As Lankov says, that North would take the present opportunity to test a nuclear device is not surprising. They’ve told us as much. That the test comes so soon after the diplomatic breakdown, this time around, is perhaps a bit different, but maybe not so much. Consider: the last time we went through this drill, back in 2006, there was an early-July-to-early-October gap between the (not so) big missile launch and the (not so) big bang underground. This time, we’ve only had to wait from early April to late May. It’s a bit more than a month’s difference, then, if one measures from weapons test to weapons test, rather than from the announcement blowing off the 6PT to the first weapons test.
Anyway, the real surprise is, there were no media leaks about activity at the test site. If there were any, I missed them.
Update: Andrei Lankov is probably the top Anglophone expert on North Korea. I’m not trying to pick on him, or anyone in particular, really. Everyone expected a North Korean nuclear test this year; nobody expected it today.
Further update: If it seems that I’ve underplayed my intended point here, it’s because I’m reluctant to cast aspersions on the hard work of the intelligence community, especially with an argument from silence. Not everything that gets noticed necessarily gets leaked out. But it does seem odd that we heard nothing in the days before the test. The Administration had no interest in appearing to be caught off-guard.

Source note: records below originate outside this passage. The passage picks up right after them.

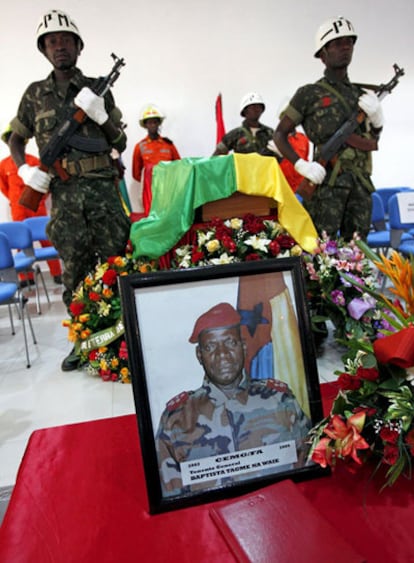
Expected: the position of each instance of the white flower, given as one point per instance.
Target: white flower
(223, 259)
(258, 243)
(212, 245)
(202, 237)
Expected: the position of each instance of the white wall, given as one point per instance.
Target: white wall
(181, 54)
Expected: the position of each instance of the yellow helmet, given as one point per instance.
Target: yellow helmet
(54, 21)
(150, 112)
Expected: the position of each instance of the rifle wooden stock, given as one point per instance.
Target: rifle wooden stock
(31, 198)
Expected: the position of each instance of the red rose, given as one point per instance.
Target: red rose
(76, 308)
(109, 277)
(348, 382)
(274, 248)
(391, 454)
(389, 435)
(253, 224)
(196, 256)
(93, 355)
(371, 374)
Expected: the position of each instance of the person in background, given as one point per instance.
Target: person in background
(341, 203)
(88, 223)
(150, 151)
(251, 136)
(11, 186)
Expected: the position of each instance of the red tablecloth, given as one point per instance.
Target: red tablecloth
(80, 497)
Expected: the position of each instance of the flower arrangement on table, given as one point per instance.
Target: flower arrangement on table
(372, 417)
(330, 273)
(95, 325)
(236, 240)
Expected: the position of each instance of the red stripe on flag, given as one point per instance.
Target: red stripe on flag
(219, 120)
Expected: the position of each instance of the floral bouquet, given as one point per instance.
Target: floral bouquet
(236, 240)
(372, 415)
(330, 275)
(96, 325)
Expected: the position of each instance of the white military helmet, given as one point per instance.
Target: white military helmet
(149, 112)
(54, 21)
(249, 99)
(333, 29)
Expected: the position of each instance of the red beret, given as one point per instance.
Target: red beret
(220, 315)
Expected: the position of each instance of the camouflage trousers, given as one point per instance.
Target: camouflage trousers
(342, 209)
(88, 224)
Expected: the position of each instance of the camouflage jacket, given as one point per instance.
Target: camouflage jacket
(205, 422)
(45, 105)
(321, 112)
(242, 140)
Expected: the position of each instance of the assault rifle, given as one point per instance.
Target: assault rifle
(61, 138)
(345, 134)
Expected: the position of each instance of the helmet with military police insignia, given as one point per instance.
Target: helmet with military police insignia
(333, 29)
(249, 99)
(55, 21)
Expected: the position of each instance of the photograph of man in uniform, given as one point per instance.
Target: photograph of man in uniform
(238, 427)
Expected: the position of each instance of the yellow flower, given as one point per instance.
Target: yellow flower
(212, 245)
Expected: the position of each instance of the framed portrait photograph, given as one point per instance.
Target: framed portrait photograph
(224, 378)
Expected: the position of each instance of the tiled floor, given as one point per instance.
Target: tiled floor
(44, 396)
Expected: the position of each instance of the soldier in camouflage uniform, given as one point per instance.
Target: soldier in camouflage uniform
(88, 222)
(341, 204)
(229, 412)
(252, 136)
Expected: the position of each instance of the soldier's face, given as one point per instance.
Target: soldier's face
(61, 49)
(338, 53)
(221, 353)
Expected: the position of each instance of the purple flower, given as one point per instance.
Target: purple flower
(338, 297)
(357, 307)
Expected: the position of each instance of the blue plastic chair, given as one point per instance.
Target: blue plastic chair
(37, 226)
(20, 240)
(401, 239)
(10, 293)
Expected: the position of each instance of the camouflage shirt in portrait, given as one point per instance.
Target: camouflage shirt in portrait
(242, 140)
(205, 422)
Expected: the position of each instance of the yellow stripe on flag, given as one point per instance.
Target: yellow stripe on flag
(262, 176)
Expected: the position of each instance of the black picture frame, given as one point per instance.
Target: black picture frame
(159, 312)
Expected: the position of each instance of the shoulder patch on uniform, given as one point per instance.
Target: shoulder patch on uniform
(277, 385)
(177, 401)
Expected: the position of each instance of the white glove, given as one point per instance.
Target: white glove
(35, 178)
(92, 105)
(371, 105)
(271, 145)
(313, 171)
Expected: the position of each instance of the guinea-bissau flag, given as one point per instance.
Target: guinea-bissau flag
(179, 187)
(221, 130)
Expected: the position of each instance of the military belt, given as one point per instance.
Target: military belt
(86, 165)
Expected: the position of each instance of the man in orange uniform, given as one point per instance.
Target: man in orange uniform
(11, 185)
(150, 151)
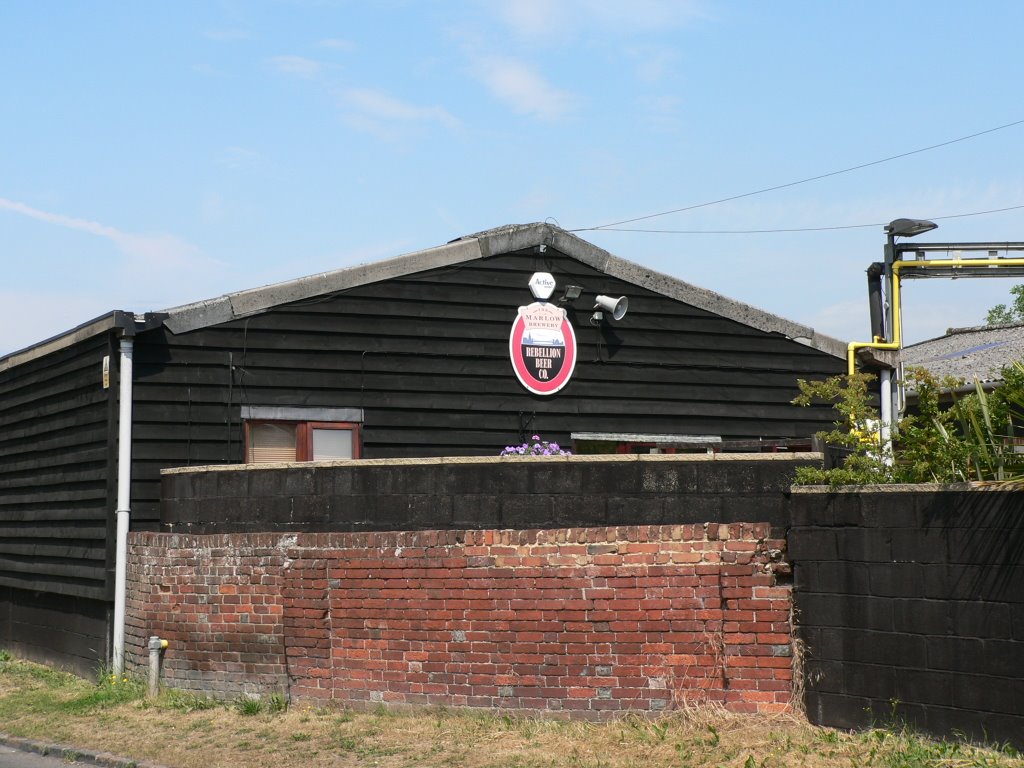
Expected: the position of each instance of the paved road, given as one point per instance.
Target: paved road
(10, 758)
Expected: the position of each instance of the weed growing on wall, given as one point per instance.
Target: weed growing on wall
(537, 448)
(954, 435)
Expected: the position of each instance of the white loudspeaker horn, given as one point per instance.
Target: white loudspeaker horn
(616, 307)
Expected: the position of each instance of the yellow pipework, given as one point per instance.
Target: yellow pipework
(897, 342)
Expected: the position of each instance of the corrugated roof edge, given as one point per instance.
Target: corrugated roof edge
(481, 245)
(116, 318)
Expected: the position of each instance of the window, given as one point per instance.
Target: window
(301, 434)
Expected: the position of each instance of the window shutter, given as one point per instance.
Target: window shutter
(271, 443)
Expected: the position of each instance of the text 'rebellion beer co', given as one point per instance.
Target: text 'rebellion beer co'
(542, 344)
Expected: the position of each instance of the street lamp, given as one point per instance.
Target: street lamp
(895, 228)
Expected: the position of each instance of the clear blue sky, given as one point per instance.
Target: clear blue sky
(155, 154)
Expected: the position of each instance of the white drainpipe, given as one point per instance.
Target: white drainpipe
(886, 414)
(124, 505)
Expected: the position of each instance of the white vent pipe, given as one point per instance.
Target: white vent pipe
(124, 505)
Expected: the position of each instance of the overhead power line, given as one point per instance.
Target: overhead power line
(794, 228)
(795, 183)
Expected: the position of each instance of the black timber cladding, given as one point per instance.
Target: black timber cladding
(54, 454)
(426, 356)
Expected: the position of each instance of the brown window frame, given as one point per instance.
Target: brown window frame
(304, 436)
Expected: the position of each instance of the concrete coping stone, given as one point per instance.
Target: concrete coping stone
(454, 460)
(74, 755)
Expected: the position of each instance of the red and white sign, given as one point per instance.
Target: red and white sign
(543, 349)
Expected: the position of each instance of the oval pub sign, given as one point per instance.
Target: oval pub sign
(543, 348)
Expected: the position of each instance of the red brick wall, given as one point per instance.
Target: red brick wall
(588, 622)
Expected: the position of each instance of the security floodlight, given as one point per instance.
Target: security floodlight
(908, 227)
(616, 307)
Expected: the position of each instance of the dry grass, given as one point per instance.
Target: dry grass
(186, 731)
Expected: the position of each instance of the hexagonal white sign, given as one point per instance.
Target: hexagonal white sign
(542, 285)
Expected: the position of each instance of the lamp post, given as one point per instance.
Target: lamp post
(895, 228)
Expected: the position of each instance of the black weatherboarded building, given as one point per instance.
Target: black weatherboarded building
(404, 357)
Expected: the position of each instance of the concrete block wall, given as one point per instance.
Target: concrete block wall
(910, 601)
(581, 622)
(481, 493)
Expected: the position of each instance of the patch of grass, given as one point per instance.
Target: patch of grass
(110, 691)
(248, 706)
(276, 702)
(190, 731)
(185, 700)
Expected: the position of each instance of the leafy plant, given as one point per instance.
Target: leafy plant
(537, 448)
(952, 437)
(1001, 314)
(856, 430)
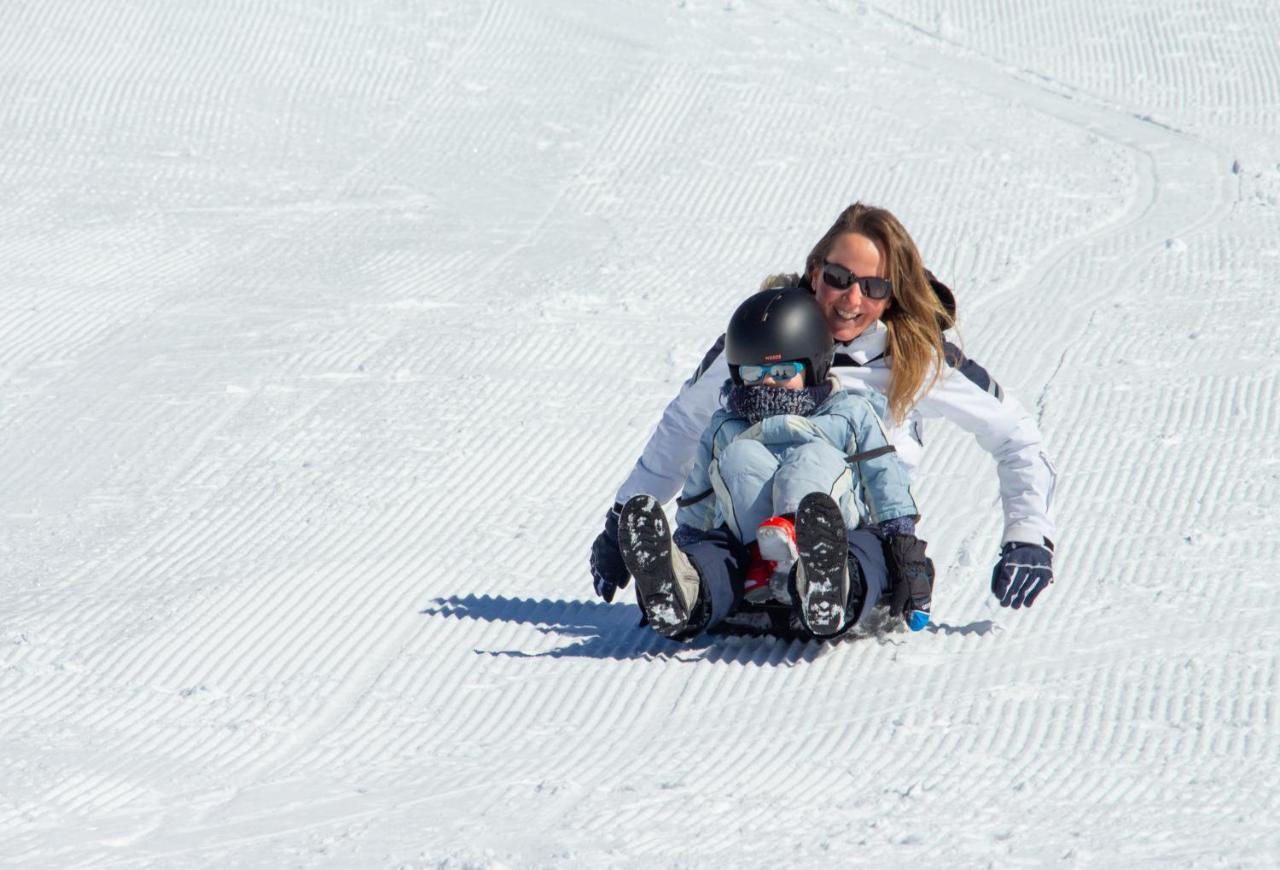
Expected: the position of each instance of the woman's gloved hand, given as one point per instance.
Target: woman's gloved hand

I’ve tweaked the title of this blog entry and the first paragraph, so as not to distract from the intended point.
On A Related Note
Some believe that North Korea’s July 5, 2006 missile tests were timed to the 4th of July holiday here in the U.S. This “some” has never included yours truly: if that was the name of the game, why wait until late in the day of the 4th in the U.S.? Why not seize the morning headlines? To me, it always seemed more interesting that the fireworks display, including the failed TD-2 test, started right after a space shuttle launch. But seeing as it’s Memorial Day today, perhaps there _was_ something to that line of thinking after all. Or perhaps the North Koreans noticed the extra goose they got out of us, and did purposefully today what they did incidentally then.